海水を引き入れ、潮の満ち引きによる水位の変化で景色が変わる“潮入の池”を持ち、将軍の狩りの場であった鴨場を有するなど貴重な遺構が残されています。潮入の池では、ボラやエイなど海の魚を見ることができます。

 日本庭園というと庭師によってつくられた箱庭的疑似自然というイメージがありますが、25ヘクタールもある浜離宮は、隅から隅まで作為を持って美的に仕上げている京都のお寺の庭とは異なり、おおらかな作庭が特徴で管理の手が入らない空間もあります。

現在は東京都の所管で 9 時から 17 時までの制限公開なので、一般的な都市公園に比べると閉鎖的空間であり、文化財保護法により許可なく改変はできないので維持のための定期的な管理作業が行われています。

このような庭園管理の状況により、浜離宮には、都市公園では見ることができない貴重な野草などが自生しています。

オドリコソウの大群落や珍しいアマナの花を観た時には、

「まさかこの場所で自生しているのか」と驚きとともに感動を覚えました。そのほかにも、ヤブミョウガの群落や柑橘類のクネンボなども見ることができます。冬になると潮入の池にはホシハジロやマガモなどが飛来し、大都会の中で生き物たちが生きる環境としてもかけがえのない空間になっています。
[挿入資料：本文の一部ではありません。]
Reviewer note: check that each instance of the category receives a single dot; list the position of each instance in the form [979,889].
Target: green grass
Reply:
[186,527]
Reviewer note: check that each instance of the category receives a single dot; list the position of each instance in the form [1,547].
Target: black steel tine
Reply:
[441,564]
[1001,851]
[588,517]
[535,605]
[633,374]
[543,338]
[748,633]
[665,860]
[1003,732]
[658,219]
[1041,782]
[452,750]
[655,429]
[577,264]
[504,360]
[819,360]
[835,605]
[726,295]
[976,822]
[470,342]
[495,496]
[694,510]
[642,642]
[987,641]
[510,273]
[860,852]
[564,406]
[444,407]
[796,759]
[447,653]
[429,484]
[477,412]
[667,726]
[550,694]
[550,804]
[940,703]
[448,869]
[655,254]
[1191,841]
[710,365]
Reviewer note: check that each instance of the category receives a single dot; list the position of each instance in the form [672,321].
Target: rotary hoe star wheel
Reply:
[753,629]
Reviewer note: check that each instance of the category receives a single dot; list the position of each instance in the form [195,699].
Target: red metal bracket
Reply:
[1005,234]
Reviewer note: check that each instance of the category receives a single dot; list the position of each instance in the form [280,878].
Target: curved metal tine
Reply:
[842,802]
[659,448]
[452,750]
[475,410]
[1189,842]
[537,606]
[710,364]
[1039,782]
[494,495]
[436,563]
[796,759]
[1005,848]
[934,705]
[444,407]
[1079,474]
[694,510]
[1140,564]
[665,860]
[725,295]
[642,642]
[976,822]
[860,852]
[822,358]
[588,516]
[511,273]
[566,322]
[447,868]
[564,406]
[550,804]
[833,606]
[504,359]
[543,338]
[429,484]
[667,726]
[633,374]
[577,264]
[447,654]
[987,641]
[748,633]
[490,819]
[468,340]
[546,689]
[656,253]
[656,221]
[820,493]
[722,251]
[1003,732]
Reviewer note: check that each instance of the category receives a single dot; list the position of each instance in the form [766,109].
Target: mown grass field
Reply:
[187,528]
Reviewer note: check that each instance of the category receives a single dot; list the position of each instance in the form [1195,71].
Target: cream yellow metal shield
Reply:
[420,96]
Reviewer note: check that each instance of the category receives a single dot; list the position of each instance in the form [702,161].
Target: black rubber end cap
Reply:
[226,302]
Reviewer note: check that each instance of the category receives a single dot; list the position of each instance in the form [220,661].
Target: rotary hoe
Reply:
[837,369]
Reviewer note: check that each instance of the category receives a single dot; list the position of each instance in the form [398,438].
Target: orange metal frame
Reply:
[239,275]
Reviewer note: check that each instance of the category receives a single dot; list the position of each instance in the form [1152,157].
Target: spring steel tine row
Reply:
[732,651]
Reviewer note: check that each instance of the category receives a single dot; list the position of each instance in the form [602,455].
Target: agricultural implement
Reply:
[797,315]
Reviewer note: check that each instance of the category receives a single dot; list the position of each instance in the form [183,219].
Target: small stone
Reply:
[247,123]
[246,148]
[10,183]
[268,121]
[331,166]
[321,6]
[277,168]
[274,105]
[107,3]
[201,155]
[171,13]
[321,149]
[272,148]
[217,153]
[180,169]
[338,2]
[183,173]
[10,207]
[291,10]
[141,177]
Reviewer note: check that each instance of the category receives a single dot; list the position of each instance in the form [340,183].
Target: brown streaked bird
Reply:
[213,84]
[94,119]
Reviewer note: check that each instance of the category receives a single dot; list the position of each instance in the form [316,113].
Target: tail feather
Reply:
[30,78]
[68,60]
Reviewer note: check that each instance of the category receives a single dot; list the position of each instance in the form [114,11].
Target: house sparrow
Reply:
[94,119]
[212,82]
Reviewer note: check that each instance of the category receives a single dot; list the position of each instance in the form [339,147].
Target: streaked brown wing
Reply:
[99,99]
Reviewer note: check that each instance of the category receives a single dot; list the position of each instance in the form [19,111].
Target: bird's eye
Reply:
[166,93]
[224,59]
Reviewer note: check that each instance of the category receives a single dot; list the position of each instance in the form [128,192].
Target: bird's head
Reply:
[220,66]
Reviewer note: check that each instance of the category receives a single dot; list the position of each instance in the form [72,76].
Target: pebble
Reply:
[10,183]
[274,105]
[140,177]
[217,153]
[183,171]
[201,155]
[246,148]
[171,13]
 昭和の終わり頃に小金井自然観察会に参加するようになり、

「植物の名前だけを覚えるのではなく、野鳥も昆虫も含めあらゆる自然の構成要素をまるごと五感で感じることが大切」だと教えて頂いたことで自然を見る眼が養われたからこそ、日本庭園の見方に縛られることなく、大名庭園の自然的価値にも目を向けることができたのだと思っています。

花の名前を一つ覚えることで幸せが一つ増え、虫の声を聴くことで心が癒され、自由に空を飛ぶ野鳥を目にすることで平和への思いが募る。

小金井自然観察会はそのような大切なことを教えてくれる会なのです。